Frank’s polymorphous conjunctions of linguistic and visual art—the exhibition gathers works dating from different periods (since 1970)—transport the beholder into a world of ideas in which human existence, the origin and trajectory of thoughts, the body, and the inner life are central themes. What the cogwheels of everyday life, where rationalism and economic considerations reign supreme, keep neatly separate is here undivided: reason and emotion. Heinz Frank teaches us that both are interdependent and therefore equipollent: what makes the human being human is the thought that is felt and vice versa. Hence one of his mottos: “Thinking what one feels and feeling what one thinks.” The artist takes advantage of the glass curtain walls at the Kunsthalle Wien Karlsplatz exhibition space to hang doublesided painted pictures on the insides of the panes. Unframed glass is neither window nor hole, but pictures mounted on glass walls can become windows, especially when, as in Frank, they have holes. Eye-holes, usually, through which one can in this instance catch glimpses not only of the emptiness inside a head but of the exterior or interior space behind them. To put it, again, in Frank’s words (perhaps): “Wall-internal imbodies wall-external.” Or (perhaps) also: “Humans are the blurred windows on the outside.”
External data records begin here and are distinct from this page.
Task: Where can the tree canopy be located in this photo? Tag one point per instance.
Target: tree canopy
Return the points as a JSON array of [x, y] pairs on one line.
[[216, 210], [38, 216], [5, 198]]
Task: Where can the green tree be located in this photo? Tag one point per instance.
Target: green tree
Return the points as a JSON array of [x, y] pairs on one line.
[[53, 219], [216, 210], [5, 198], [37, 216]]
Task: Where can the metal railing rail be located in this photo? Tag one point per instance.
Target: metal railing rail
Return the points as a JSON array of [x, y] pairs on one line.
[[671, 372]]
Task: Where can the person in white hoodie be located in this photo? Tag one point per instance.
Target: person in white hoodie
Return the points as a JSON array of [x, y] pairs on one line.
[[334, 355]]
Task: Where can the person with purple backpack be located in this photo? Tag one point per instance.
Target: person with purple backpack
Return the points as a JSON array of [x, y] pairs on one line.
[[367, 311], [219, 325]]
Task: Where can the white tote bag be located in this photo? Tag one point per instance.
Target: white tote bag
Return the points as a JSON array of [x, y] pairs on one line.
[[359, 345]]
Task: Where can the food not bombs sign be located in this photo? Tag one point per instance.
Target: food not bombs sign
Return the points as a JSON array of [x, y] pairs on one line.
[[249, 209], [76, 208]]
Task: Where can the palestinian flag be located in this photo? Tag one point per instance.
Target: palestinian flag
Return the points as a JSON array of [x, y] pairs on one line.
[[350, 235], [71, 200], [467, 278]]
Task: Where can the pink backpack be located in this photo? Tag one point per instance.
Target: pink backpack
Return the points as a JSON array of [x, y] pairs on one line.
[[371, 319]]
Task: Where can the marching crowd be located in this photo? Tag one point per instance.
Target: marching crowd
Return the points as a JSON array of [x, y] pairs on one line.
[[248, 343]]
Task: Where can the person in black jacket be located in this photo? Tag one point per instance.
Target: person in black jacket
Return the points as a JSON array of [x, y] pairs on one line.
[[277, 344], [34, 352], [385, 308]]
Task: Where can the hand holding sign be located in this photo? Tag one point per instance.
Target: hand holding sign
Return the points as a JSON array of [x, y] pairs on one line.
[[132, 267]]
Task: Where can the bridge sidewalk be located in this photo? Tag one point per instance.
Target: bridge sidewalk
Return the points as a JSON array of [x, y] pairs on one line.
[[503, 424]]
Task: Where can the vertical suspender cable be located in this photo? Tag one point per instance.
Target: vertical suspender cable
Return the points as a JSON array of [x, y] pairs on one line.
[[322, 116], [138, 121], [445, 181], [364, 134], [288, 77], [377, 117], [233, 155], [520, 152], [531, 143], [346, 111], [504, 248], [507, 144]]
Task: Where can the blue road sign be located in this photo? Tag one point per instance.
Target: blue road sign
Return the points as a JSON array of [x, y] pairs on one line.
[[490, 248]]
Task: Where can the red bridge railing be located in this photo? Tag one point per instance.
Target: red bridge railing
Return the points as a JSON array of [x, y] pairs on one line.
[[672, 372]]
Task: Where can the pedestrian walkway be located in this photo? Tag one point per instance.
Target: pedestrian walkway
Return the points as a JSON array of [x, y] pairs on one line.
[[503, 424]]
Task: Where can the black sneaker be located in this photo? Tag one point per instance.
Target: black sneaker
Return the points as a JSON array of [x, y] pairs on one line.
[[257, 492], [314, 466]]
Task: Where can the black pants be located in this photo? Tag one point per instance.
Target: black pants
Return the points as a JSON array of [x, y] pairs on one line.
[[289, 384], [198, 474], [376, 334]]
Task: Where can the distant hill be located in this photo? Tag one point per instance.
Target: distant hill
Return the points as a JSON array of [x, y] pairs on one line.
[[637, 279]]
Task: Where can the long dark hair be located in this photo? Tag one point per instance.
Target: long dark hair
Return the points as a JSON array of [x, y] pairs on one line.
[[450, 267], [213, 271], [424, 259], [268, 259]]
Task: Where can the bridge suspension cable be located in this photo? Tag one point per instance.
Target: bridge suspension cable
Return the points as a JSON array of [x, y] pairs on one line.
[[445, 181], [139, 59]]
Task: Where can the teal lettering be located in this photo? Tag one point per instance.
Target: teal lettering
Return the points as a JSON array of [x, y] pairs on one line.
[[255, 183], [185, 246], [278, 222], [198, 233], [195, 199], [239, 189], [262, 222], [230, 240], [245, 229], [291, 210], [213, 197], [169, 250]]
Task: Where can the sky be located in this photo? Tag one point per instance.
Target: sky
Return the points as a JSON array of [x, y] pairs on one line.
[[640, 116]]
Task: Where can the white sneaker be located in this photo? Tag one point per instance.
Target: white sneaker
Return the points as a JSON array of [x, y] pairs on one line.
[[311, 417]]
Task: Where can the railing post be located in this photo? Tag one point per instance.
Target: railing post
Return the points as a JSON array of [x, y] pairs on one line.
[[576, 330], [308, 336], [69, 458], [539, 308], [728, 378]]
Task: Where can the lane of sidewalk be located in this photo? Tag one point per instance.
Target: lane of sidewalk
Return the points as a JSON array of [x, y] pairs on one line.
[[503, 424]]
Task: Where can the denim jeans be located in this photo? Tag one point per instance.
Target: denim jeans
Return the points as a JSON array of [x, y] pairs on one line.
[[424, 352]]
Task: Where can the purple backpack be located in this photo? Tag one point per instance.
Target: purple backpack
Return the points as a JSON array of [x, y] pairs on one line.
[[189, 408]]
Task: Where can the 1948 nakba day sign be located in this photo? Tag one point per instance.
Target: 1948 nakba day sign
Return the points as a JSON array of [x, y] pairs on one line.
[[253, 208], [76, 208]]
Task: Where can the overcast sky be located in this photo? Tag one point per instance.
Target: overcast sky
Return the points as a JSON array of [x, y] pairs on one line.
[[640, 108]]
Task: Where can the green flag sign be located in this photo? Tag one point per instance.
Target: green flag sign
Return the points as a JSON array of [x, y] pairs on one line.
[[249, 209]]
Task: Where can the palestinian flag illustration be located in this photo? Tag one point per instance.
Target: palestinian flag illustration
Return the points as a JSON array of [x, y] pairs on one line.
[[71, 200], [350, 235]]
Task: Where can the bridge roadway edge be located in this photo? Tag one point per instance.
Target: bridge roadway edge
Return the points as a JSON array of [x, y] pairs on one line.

The gallery also features rectangular corners, in which four sculptures are set on rugs. A series of painted folding-screens, by contrast, has taken up position in the middle of the room, standing as tall as Heinz Frank—angled movable walls, though they may not shield against anything but themselves. Yet they, too, each sport at least one hole, that “epitome of emptiness,” though then again one should note: “The hole, thinking’s sixth finger.” The exhibition at Kunsthalle Wien Karlsplatz reveals Heinz Frank as not only a deft performer of poetically nested conceits and sallies, but also as an architect—who is at home at the drafting table: the measure of his things, of their proportions and relations to the space around them, is always the human being—and, therefore, the artist himself as an embodied I.

Heinz Frank (b. Vienna, 1939) studied architecture with E. A. Plischke at the Academy of Fine Arts Vienna from 1965 until 1969. Since 1971, he has shown his work in numerous solo and group exhibitions at art institutions and galleries in Austria, Germany, Belgium, Turkey, Ukraine, and Switzerland.